Nathaniel Shey

    Nathaniel Shey

    .*• Walking Home From Practice At Night •*.

    Nathaniel Shey
    c.ai

    A Quiet, Rain-Slicked Street – Nightime

    The cold crept into your fingers first—slowly, like it had all the time in the world. You tugged your sleeves down over your hands as your boots clicked along the wet pavement. The steady drizzle soaked into your coat, but you barely felt it anymore. The kind of cold that settles in your bones.

    The streets were mostly empty. Just the occasional hum of a passing car and the buzz of old streetlamps flickering against the gray-blue dusk. The kind of night that feels suspended in time—quiet, eerie, like the world is holding its breath.

    You turned the corner near the old bakery and were hit with a flash of headlights—bright, sudden. You squinted, lifting a hand to shield your eyes.

    A red Mustang idled by the curb, engine purring low.

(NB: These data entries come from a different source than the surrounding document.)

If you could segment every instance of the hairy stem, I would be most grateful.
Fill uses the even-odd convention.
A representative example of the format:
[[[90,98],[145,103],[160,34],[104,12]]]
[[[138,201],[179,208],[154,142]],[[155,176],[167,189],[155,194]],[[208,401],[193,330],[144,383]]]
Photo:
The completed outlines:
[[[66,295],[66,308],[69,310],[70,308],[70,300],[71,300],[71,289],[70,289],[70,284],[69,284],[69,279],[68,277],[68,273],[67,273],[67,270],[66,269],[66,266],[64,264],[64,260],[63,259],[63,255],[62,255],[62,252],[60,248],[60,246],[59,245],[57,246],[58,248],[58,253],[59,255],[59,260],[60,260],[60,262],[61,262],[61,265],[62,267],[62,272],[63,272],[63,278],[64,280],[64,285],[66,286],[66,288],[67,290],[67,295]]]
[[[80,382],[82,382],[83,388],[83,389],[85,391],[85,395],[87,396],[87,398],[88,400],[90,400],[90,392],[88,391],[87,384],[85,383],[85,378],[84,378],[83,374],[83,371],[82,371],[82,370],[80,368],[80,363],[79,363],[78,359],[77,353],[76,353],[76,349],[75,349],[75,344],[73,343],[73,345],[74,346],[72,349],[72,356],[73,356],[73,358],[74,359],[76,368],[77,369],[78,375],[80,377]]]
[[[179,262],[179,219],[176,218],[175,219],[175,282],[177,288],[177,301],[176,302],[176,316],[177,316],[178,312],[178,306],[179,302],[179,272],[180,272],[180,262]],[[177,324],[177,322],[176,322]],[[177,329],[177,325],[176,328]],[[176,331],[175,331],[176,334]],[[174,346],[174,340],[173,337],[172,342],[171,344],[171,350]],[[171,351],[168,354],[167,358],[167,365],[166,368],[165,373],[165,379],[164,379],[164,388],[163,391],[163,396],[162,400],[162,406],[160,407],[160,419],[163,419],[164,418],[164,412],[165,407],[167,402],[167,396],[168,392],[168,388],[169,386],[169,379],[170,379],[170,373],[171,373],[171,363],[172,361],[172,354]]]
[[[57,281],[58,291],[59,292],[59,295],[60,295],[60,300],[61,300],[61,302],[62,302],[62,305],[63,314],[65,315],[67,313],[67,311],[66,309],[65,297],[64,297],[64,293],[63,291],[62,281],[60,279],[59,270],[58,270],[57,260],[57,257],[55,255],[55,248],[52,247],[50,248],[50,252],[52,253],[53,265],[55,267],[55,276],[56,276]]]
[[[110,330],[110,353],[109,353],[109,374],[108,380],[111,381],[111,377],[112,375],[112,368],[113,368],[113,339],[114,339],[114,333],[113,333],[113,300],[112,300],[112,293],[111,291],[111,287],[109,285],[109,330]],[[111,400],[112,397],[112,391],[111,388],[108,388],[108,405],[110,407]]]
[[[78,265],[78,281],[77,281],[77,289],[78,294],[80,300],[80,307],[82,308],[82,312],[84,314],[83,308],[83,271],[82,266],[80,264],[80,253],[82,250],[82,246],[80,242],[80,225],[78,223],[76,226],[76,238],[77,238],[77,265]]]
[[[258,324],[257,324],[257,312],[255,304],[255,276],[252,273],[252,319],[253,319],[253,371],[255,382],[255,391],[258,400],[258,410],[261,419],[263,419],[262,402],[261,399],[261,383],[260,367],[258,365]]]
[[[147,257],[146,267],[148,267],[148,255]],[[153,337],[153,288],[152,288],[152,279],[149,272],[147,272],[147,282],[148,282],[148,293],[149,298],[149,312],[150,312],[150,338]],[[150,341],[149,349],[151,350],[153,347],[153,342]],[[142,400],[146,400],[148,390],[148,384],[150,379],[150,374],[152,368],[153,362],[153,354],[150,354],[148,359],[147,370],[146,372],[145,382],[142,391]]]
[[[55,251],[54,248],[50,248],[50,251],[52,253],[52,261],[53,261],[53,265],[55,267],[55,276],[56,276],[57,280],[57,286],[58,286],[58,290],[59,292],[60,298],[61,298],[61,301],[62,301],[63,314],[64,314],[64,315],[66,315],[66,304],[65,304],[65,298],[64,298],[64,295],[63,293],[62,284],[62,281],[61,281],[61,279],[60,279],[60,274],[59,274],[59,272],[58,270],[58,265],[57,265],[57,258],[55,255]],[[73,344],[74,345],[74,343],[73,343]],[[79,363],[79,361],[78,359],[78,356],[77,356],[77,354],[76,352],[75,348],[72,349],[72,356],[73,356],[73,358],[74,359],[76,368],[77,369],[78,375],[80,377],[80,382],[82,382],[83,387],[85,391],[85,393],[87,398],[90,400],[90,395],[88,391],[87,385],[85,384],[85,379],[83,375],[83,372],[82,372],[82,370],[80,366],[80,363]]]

The kind of car that didn’t belong on a street like this.

    And then you saw him.

    He leaned against the driver’s side door like it was second nature, a cigarette tucked between his fingers, exhaling smoke that curled into the cold air like ghostly ribbon. Rain dotted the sleeves of his black jacket, the fabric clinging slightly to the cut of his arms. His tousled dark hair looked damp, like he’d been standing there for a while. Waiting.

    His gaze met yours.

    Only for a moment.

    But it was enough.

    One of his eyes was a deep, earthy brown—the other pale, icy blue. Striking. Unnerving. Beautiful. Like a mistake in the universe no one ever bothered to fix.

    Your steps faltered.

    He didn’t smile. Didn’t say a word. Just watched you—smoke rising slowly from his lips, mouth curled in the faintest, unreadable expression. There was no warmth in his eyes, but no threat either. Just curiosity. Calculation.